Kate quietly left the room. Ned followed her, his expression more troubled than she wanted to see.

“I was afraid he might do that,” he said in apology. “He knows we need you, but his dignity...”

“Doesn’t matter,” she assured him. “You hired a chore girl and I will do my job.”

She said it quietly, as she said most things, as she had lived her own hard life that bore no signs of getting easier.
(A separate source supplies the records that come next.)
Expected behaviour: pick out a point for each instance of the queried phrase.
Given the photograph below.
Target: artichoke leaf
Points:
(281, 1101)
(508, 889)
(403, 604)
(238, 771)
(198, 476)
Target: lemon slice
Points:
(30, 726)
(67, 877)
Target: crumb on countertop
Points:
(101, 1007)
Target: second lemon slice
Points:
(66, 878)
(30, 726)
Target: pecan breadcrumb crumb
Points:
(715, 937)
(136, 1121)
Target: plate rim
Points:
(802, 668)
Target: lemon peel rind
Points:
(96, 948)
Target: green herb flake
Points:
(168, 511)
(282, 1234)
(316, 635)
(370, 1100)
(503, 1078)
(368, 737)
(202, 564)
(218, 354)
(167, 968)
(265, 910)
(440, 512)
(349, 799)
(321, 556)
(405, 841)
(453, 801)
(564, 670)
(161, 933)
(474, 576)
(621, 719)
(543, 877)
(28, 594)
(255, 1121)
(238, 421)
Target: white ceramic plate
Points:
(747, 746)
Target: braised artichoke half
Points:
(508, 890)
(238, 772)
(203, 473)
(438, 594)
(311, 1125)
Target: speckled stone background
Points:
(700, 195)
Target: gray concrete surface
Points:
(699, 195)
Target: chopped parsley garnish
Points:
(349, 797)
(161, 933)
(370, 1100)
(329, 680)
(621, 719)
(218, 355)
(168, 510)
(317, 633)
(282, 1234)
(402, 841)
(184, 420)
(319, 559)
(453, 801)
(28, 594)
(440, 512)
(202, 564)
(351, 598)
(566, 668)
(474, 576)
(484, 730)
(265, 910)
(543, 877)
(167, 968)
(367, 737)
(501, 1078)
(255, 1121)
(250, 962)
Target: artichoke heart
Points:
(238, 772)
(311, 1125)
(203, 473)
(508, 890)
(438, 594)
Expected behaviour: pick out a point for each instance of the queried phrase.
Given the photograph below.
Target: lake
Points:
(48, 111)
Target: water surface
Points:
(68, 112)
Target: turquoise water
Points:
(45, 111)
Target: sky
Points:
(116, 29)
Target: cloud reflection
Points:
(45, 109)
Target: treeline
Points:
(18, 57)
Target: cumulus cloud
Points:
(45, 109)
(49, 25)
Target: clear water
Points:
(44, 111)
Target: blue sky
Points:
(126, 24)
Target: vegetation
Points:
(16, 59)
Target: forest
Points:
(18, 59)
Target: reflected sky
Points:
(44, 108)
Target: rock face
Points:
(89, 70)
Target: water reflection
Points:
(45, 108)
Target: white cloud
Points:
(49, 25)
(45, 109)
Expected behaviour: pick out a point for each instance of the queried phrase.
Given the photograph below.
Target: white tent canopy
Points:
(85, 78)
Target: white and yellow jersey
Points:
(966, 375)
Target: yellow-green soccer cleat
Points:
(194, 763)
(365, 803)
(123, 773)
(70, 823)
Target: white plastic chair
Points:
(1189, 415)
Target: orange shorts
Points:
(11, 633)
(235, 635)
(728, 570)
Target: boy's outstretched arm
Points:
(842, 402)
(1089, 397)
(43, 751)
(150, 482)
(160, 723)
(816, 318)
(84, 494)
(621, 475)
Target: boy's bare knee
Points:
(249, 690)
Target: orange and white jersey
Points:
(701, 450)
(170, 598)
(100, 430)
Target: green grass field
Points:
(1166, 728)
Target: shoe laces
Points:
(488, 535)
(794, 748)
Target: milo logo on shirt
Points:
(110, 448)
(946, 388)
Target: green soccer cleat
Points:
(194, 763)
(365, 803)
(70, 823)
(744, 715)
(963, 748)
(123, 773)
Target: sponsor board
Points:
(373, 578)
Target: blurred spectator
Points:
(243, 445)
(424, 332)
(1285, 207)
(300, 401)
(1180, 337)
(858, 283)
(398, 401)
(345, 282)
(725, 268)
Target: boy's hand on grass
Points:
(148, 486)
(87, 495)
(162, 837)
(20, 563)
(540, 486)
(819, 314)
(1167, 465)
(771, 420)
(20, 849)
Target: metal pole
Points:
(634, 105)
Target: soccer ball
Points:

She looked down at her hands, surprised to see that she still carried the doorknob and hinges. She knew other people must have epiphanies now and then—the minister said so—but she never expected one of her own. Here it came, filling her with peace. She handed the hardware to Ned Avery.

“I can do this,” she told him. “Just watch me.”

Chapter Five (#ulink_5af569c7-ed27-5a42-8eda-00b4125e3922)

Kate began her work in the morning, after a surprisingly comfortable night in the bed usually belonging to Pete and Ned Avery. Ned had insisted on changing the sheets the night before and she was glad of it, considering how dingy they seemed.

His eyes wide with surprise, Pete watched his brother make the bed. “He never tucked in anything before,” he told Katie.

Ned had turned around with a smile. “I can’t even trust a brother to watch my back,” he said. “Pete, you’re toast.”